The game gears up in the second section and it’s the most enjoyable part of Goat Z, if not the game as entirety. Survival isn’t easy as you constantly need to keep yourself fed to stay alive, as well as keep yourself away from other zombies to avoid harm. Keeping your goat alive is new for the Goat Sim titles as you’re usually indestructible, and while it’s quite challenging it helps make this more of a gaming experience and less of a sandbox playground. There’s also a light crafting tool where you drag items together to make weapons which can help you fend off the undead, as well as mutators making a return from the original game, which alter your goat’s abilities and give you neat little powers, like equipping a thunder ability or doubling up your jumps. You can equip mutators at any point in the game and you can use as many as you’d like at once, although this often has negative (but hilarious) consequences.

The MMO section is a completely different venture. It’s purposefully as generic as an MMO can be, complete with ye old village, different classes to choose from and loads of silly quests to complete.  Most of the classes have different abilities similar to mutators, such as the magician that uses an offensive card trick and the walking microwave that fires pizzas at enemies. There’s plenty of quests to complete, such as delivering items to people (or dragging said person to the item with your tongue) and defeating enemies. You can level up but this is merely an aesthetical change as it makes little difference if you’re level 1 or 50. The games humour is best in the MMO sim and I completely forgot this was a simulator and not a real multiplayer experience at first. I spent a good few minutes reading the user text at the bottom of the screen wondering how I reply before I realised that they weren’t real people requesting help and offering trades. It’s quite a clever take on a genre that people normally take quite seriously.

Exploration really is key to fully enjoying Goat Simulator Mmore Goatz Edition. There’s little joy from dashing forward and trying to find any depth and real meaning to what you’re trying to achieve, but by exploring you’ll come to fully appreciate the world you’re in. You’ll find something new on every turn of all modes, whether it’s a new golden goat statue or an unlocked mutator earned from completing a challenge, it’s totally worth devoting a little time appreciating the eccentric world you’re taking part in.

If you really are picky about your games though then stay away as Goat Sim is without the polish you’ll have come to expect from most modern games. It looks and sounds dated, and while the bugs have been left in purposefully to enhance the experience they can sometimes be frustrating, especially if you’re trying to do something and your goat gets stuck. Granted, it’s pretty easy to simply just reset your goat but it’s not an experience that everyone will enjoy. Most bugs though are there to make you laugh, after all this is a game about simulating a farmyard animal in a destructible playground, so seriousness is obviously lacking.

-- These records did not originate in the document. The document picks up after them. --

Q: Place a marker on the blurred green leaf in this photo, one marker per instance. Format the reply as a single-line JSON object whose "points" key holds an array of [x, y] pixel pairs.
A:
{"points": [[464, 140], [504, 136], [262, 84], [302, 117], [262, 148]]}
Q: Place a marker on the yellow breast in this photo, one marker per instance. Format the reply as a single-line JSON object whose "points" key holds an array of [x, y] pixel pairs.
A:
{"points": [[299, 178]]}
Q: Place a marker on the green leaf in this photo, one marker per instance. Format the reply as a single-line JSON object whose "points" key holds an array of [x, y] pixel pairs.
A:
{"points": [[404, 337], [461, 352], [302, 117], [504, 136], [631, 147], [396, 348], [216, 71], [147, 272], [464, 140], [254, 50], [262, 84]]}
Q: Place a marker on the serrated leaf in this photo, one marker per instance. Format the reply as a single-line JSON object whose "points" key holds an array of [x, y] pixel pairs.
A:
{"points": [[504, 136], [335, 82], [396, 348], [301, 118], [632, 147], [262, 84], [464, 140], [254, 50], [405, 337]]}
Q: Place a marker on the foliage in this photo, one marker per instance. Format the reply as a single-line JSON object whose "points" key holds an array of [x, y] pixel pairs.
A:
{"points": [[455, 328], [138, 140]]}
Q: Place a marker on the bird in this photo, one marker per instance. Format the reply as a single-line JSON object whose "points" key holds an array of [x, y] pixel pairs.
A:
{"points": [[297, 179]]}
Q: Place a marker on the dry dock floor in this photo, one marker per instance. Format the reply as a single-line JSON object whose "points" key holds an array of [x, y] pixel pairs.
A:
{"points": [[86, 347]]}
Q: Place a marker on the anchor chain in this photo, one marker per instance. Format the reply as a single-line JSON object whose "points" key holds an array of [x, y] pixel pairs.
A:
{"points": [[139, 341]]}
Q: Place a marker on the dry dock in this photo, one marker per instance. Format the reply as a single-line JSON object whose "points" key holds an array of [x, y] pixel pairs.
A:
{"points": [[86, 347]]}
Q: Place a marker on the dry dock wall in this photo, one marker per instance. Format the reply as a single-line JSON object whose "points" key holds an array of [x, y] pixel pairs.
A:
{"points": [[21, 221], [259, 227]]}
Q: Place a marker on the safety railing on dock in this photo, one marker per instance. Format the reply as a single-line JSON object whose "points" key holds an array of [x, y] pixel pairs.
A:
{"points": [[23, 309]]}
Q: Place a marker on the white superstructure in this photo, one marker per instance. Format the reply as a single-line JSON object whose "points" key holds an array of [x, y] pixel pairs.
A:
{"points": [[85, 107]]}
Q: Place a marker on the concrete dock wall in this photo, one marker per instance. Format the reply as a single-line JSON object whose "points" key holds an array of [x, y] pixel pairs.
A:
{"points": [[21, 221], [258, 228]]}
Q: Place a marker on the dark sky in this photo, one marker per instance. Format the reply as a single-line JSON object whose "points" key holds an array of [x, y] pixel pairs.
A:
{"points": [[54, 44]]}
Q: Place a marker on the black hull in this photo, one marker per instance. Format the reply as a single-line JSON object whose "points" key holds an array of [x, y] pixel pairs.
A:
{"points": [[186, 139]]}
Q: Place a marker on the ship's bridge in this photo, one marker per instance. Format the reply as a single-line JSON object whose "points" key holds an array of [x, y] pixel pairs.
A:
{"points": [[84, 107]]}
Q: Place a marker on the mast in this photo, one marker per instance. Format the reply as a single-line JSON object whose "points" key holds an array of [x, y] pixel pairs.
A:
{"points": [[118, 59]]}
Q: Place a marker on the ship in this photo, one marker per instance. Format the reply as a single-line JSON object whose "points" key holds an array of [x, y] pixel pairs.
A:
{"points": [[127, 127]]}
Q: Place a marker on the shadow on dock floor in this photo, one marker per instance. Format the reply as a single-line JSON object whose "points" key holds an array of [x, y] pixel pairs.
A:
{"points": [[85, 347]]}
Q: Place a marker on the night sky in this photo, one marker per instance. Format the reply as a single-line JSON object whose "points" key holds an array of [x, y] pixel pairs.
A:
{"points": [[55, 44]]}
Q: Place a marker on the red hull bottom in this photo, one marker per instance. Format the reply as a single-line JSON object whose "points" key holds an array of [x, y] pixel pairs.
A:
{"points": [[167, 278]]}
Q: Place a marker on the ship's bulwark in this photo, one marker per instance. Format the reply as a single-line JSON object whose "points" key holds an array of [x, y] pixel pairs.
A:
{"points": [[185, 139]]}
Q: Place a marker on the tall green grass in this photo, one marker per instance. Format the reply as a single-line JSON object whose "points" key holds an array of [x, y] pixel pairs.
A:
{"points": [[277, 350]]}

If you’ve previously played Goat Simulator and didn’t enjoy the experience, don’t write off Goat Simulator Mmore Goatz Edition entirely. While it is still the silly, buggy experience you’d expect, the addition of challenges and a unique feel to each mode makes this more than just a farmyard destruction derby.  For those looking for an escape from all the seriousness of modern games then Goat Simulator is a perfectly good time waster, as long as you don’t take it seriously.